WERTHEIMER: Well, now, Don, whenever this happens, it's generally bad. I mean, we've seen a lot of campaigns have shakeups. Even when the candidate himself initiates the shakeup and says he needs new help, it's generally bad. It means that the campaign is not working, at a sort of basic mechanical level.

GONYEA: Exactly.

WERTHEIMER: I think that it was completely clear that they thought Gingrich was not doing the work when the Iowa people walked, because that is really the ground level of a campaign.

GONYEA: And he lost his entire Iowa paid campaign staff. So you can say he's at zero in Iowa. He's actually at less than zero in Iowa.

INSKEEP: Should we mention that other candidates have lost campaign aides over the years and recovered? John McCain is one that was much mentioned in the past 24 hours.

WERTHEIMER: Well, I wouldn't exactly say he recovered.

(Soundbite of laughter)

GONYEA: But almost exactly four years ago his campaign, in the primaries, looked dead. He stripped it down. Got rid of just about everybody, except for a few loyalists and was riding around in a car and flying Southwest Airlines with a single aide, with his luggage bag.
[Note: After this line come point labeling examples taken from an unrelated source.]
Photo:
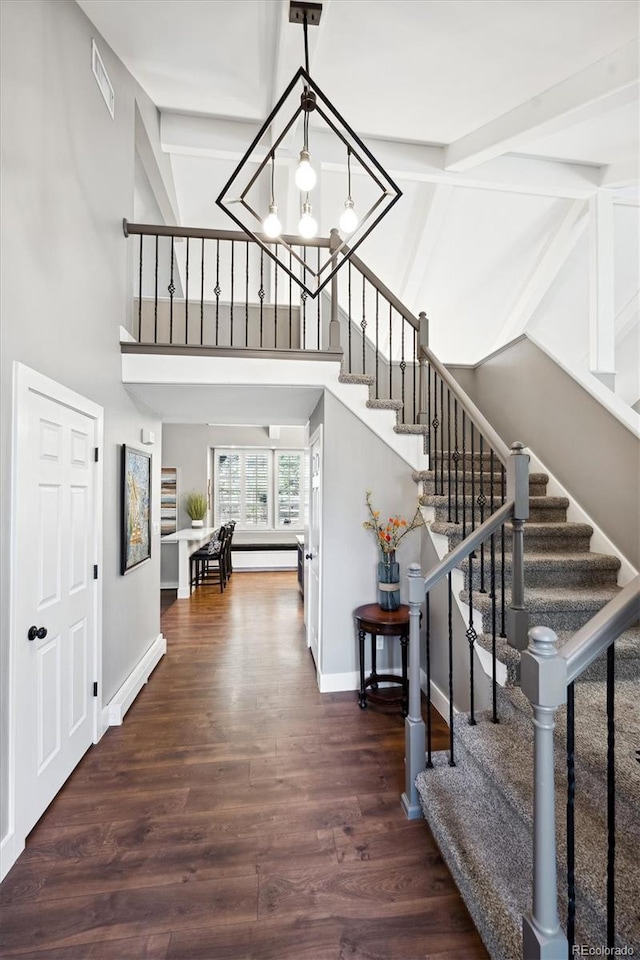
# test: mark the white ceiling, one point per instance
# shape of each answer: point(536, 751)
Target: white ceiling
point(498, 118)
point(225, 403)
point(426, 71)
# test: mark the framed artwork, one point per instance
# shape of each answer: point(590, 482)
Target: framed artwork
point(168, 500)
point(136, 507)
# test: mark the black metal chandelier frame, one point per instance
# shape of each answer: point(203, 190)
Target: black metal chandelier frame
point(390, 193)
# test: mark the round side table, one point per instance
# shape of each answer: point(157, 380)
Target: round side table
point(371, 618)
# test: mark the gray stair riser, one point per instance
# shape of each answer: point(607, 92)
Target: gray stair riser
point(429, 486)
point(539, 510)
point(560, 574)
point(564, 540)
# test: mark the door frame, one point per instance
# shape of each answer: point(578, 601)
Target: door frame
point(316, 436)
point(27, 381)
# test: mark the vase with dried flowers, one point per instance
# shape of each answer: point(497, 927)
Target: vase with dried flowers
point(388, 535)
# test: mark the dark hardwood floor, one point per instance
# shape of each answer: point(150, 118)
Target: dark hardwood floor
point(237, 813)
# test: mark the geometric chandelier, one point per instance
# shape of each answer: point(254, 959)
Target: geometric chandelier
point(250, 197)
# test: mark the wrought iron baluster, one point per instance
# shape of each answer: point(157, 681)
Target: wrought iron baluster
point(390, 352)
point(350, 368)
point(452, 761)
point(363, 325)
point(415, 372)
point(155, 299)
point(318, 298)
point(290, 300)
point(275, 300)
point(428, 671)
point(186, 296)
point(217, 291)
point(377, 348)
point(449, 470)
point(435, 423)
point(233, 276)
point(494, 685)
point(172, 290)
point(261, 293)
point(456, 459)
point(441, 438)
point(246, 299)
point(481, 503)
point(611, 798)
point(202, 293)
point(403, 367)
point(464, 474)
point(571, 795)
point(502, 560)
point(140, 293)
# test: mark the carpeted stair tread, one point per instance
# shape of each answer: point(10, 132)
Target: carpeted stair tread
point(544, 569)
point(497, 751)
point(467, 824)
point(385, 404)
point(417, 428)
point(365, 379)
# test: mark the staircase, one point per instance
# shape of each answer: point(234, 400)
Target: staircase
point(480, 810)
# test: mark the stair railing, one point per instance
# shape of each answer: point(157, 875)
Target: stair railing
point(548, 677)
point(514, 509)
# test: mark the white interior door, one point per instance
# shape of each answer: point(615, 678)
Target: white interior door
point(313, 592)
point(55, 623)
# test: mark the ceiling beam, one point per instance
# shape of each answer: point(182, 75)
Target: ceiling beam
point(228, 140)
point(622, 174)
point(597, 89)
point(553, 257)
point(431, 219)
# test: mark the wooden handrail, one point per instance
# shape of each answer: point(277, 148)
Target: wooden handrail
point(202, 233)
But he did that and it was driven by money problems. This one is a mutiny or a Newtiny(ph), as some people have called it.

(Soundbite of laughter)

INSKEEP: Let me ask...

WERTHEIMER: Does it mean that his campaign is - has - does it mean it's over? Is Gingrich is this the end of Newt?

GONYEA: Not in his view. He says the campaign becomes anew in California, of all places, this weekend with an event.
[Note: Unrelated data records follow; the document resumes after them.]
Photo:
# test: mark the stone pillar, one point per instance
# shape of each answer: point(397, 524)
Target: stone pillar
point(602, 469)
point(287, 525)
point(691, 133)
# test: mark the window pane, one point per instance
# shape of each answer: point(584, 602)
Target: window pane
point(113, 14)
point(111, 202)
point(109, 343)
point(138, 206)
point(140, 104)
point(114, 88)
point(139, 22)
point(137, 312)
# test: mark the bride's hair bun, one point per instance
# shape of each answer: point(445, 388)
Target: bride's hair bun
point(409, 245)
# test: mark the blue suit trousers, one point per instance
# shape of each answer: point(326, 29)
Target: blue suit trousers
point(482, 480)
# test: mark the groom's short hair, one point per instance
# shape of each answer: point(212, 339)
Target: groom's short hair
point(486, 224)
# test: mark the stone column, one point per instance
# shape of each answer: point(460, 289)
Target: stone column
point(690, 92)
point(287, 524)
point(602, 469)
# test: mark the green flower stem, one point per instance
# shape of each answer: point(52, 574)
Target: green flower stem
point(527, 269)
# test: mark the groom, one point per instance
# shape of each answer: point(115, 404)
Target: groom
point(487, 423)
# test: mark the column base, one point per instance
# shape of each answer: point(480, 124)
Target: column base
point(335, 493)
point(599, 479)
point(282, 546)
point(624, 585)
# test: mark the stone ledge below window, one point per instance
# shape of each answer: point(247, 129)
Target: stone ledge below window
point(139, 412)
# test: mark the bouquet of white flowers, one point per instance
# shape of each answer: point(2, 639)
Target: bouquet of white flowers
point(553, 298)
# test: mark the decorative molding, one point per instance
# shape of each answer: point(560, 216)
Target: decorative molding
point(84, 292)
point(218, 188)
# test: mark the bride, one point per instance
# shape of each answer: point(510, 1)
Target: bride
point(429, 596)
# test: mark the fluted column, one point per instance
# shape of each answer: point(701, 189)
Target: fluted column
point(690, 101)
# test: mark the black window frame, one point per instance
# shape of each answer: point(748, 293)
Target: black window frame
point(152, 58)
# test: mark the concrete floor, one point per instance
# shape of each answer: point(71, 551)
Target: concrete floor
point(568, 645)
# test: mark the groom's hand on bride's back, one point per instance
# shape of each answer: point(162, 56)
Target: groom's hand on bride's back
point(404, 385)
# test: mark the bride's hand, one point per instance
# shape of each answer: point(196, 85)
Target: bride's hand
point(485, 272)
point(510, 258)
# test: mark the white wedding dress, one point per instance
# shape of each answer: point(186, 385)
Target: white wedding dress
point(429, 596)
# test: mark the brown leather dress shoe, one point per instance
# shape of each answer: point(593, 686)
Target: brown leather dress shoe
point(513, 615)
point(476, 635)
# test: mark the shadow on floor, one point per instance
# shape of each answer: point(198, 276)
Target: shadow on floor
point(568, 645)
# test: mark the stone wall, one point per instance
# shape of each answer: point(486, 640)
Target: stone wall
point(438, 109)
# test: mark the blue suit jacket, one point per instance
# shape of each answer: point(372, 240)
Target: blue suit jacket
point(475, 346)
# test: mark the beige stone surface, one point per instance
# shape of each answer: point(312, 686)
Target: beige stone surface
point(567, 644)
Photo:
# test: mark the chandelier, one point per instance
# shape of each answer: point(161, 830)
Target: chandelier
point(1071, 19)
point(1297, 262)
INSKEEP: I just want to ask. Ariļæ½Fleischer, former White House press secretary, tweeting over the weekend: Newt Gingrich is a good dinner speaker, did a lot for the Republican Party, but it was always a stretch to see him as president.

People have to be asking - everybody except Newt, at the top of the campaign, has resigned. And some people have to be asking if the right guy resigned in that mass resignation?

GONYEA: It's interesting. Some of those staffers who left him yesterday, who quit, praised him as a great idea guy, as a great American thinker, politician. But they said he just was not ready to do the serious hard work of a campaign.

INSKEEP: Don, thanks very much.

GONYEA: It's my pleasure.

INSKEEP: That's NPR's Don Gonyea. He's covering the campaign of former House Speaker Newt Gingrich who lost his entire top campaign staff yesterday.